Sorte ou Azar?

Sou um grande fã de textos e filmes motivacionais. Volta e meia esbarramos em coisas que fazem sentido e realmente nos dão um impulso extra.

Quem não se lembra do falso discurso de formatura da turma de 1999 – Wear Sunscreen  (“Use filtro solar” – na verdade, um artigo publicado em 97)? A versão de Baz Luhrmann, narrada pelo australiano Lee Perry, é um clássico da história dos virais de internet.

Outros textos são carregadas de lugar comum, frequentemente kibando pedaços aqui e ali, no melhor estilo maktub.

Hoje vamos ver de perto umas das fábulas da motivação de microondas. Textos tão requentados que acabam aparecendo em comerciais de banco, tatuagens, ou no Fantástico, narrados pelo Pedro Bial.

 

A História do Fazendeiro TAOISTA

近塞上之人有善術者,馬無故亡而入胡,人皆弔之。其父曰:「此何遽不為福乎!」

Entre o povo que vivia próximo à fronteira, havia um homem que levava uma vida de retidão moral. Sem nenhuma razão, seu cavalo escapou, indo para território bárbaro. Todos ficaram com pena dele, mas o velho disse: “o que te faz pensar que isso não é uma coisa boa?”

居數月,其馬將胡駿馬而歸,人皆賀之。其父曰:「此何遽不能為禍乎!」

Muitos meses depois, o cavalo voltou, acompanhado por um soberbo garanhão bárbaro. Todos o congratularam. Mas o velho disse: “o que te faz pensar que isso não pode ser uma coisa ruim?”

家富良馬,其子好騎,墮而折其髀,人皆弔之。其父曰:「此何遽不為福乎!」

A família ficou mais rica com o cavalo novo, e seu filho gostava de cavalgá-lo. Mas ele caiu e quebrou o quadril. Todos ficaram com pena dele, mas o velho disse: “o que te faz pensar que não é uma coisa boa?”

居一年,胡人大入塞,丁壯者引弦而戰,近塞之人,死者十九,此獨以跛之故,父子相保。故福之為禍,禍之為福,化不可極,深不可測也。

Um ano depois, uma grande invasão bárbara atravessou a fronteira. Todos os homens capazes tiveram que usar seus arcos e foram para a batalha. Do povo que vivia próximo à fronteira, nove em cada dez morreram. Mas como não tinham como lutar, tanto o velho quanto o filho foram poupados.

 

A origem

A história acima é um texto bacana, certo? Remonta ao século II aC, do livro Huainanzi, uma compilação de textos clássicos. Uma outra versão aparece até em referências mais antigas, do Liezi, texto taoista da dinastia Han, do século IV aC.

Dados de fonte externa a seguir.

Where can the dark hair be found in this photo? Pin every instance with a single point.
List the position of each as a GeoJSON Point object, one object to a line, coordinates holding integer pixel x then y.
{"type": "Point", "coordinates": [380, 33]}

De lá pra cá, foi citada muitas vezes. Existem similaridades em muitos textos e ocasiões do mundo moderno, desde um conto de Tolstoi publicado em 1872 (“Três perguntas” – o número 23 deste texto) até livros contemporâneos sobre cultura de negócios na China.

E é aí que a coisa descarrilha.

 

A Mancada

Nesse ponto, alguém teve a ideia de aproveitar essa história pra dizer que os caracteres chineses de “crise” e “oportunidade” são os mesmos.

Crise é “危机”(wei1ji1), e oportunidade é “机会”(ji1hui4). Legal, então não é um mesmo caractere para as duas palavras. Mas um deles aparece em ambas: “机”.

Curiosamente, esse caractere também aparece em: 登机, 手机, 打印机 – as místicas palavras para “embarcar num avião”, “celular” e “impressora”.

Ou seja, embora esse caractere também tenha a conotação de “oportunidade”, como aparece também em “机遇” (golpe de sorte, oportunidade favorável), a comparação é semelhante a dizer que tanto “crise” quanto “oportunidade” terminam com a letra “e”.

Seja como for, é um texto que pode ter influenciado muita gente boa.

Em Hamlet, Shakespeare disse: “there is nothing either good or bad, but thinking makes it so”, que foi da onde veio “não existe bem, nem mal, só a percepção”.

Um pouco desse estoicismo pode ser bem útil. Nos dias de hoje, podemos ver as notícias como um fazendeiro taoista, e dizer: “pode ser sorte, pode ser azar”.